Marea nera due mesi dopo: sempre peggio

Il Golfo del Messico visto dal satellite il 19 giugno (Credit: Nasa)

Il Golfo del Messico visto dal satellite il 19 giugno (Credit: Nasa)

Questa è la foto che dice tutto e spiega, semmai ce ne fosse ancora bisogno, perché per riferirsi al petrolio versato nel Golfo del Messico si utilizzi il termine “marea”. E’ un’immagine ripresa dal satellite e messa a disposizione dalla Nasa. Il puntino bianco accompagnato dalla scritta “leak location” rappresenta il luogo da cui il petrolio fuoriesce. La macchia nera poco sopra potrebbe essere il fumo del petrolio e gas che vengono catturati e bruciati man mano. Le striature di colore grigio-argento sono le scie di greggio che si allargano nel Golfo.

E continueranno ad allargarsi dal momento che nell’ennesimo incidente verificatosi in queste  raffazzonate operazioni di contenimento e recupero del petrolio, un robot sottomarino ha provocato una fuga di gas e costretto i tecnici a sollevare la cupola che stava se non altro limitando la fuoriuscita di greggio. E così altre centinaia di migliaia di galloni di greggio si sono riversati in mare prima che il tappo fosse poi  ricollocato.

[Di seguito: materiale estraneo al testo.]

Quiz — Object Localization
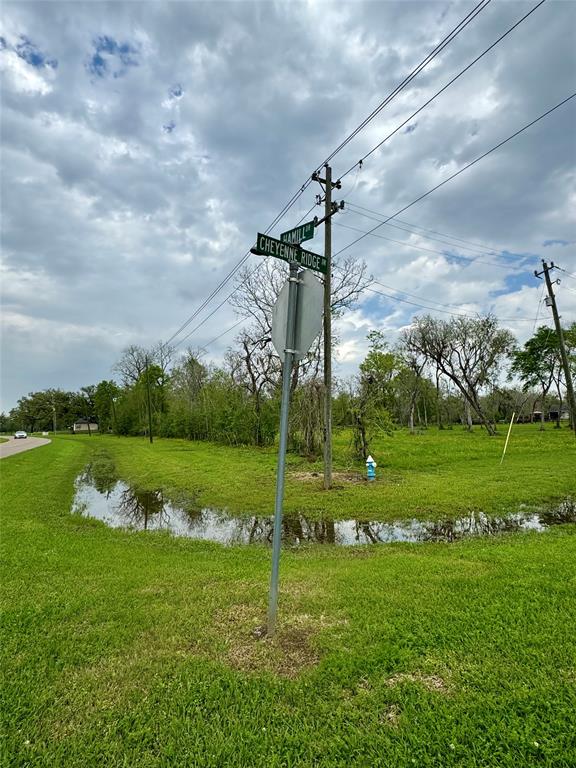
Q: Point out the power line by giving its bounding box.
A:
[374,280,482,308]
[316,0,490,172]
[165,202,316,346]
[334,221,510,272]
[345,200,526,259]
[340,0,546,180]
[556,264,576,280]
[334,93,576,256]
[364,280,530,323]
[202,317,245,349]
[166,0,496,344]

Ma quella di petrolio non è l’unica emorragia cui si è assistito in questi due mesi nell’area colpita dal disastro. Se ne sta verificando una, altrettanto grave, in termini di posti di lavoro persi. E purtroppo a due mesi dall’esplosione della piattaforma Deepwater Horizon in cui hanno perso la vita 11 operai si è dovuta registrare un’altra morte. Questa volta però si tratta del primo suicidio collegato alla catastrofe causata da BP. Si tratta di William Kruse, 55 anni, capitano di un’imbarcazione assoldato dalla compagnia petrolifera per partecipare alle operazioni di pulizia. Si è tolto la vita sparandosi un colpo alla testa.

Nel frattempo il petrolio e il catrame sono giunti anche sulla spiaggia di Pensacola in Florida, dove è stato ritrovato anche un delfino spiaggiato completamente ricoperto di greggio. L’impatto della marea sulla ricchissima fauna della zona è devastante. Si calcola per esempio che meno dell’1 per cento degli uccelli incatramati possa sopravvivere (da qui l’invito a non cercare nemmeno di ripulirli perché sono comunque destinati a una lunga sofferenza e poi alla morte) .

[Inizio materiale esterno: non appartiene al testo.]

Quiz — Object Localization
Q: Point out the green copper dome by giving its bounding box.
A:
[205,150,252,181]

Intanto ai vertici di Bp si è assistito a un cambio della guardia. Tony Hayward, Ceo dell’azienda, che verrà ricordato soprattutto per le sue pessime figure (non ultima quella che lo ha visto protagonista nei giorni scorsi di un distensivo viaggetto in barca a vela con il figlio, molto lontano dai luoghi del disastro), è stato sostituito da Bob Dudley, che prende in mano le operazioni. Nella prima intervista televisiva rilasciata alla Cbs in qualità di nuovo responsabile della gestione del disastro Dudley si è dichiarato fiducioso che il pozzo possa essere definitivamente tappato entro il mese di agosto. “Certo, ci sarà un bel po’ da ripulire anche dopo”, ha poi aggiunto.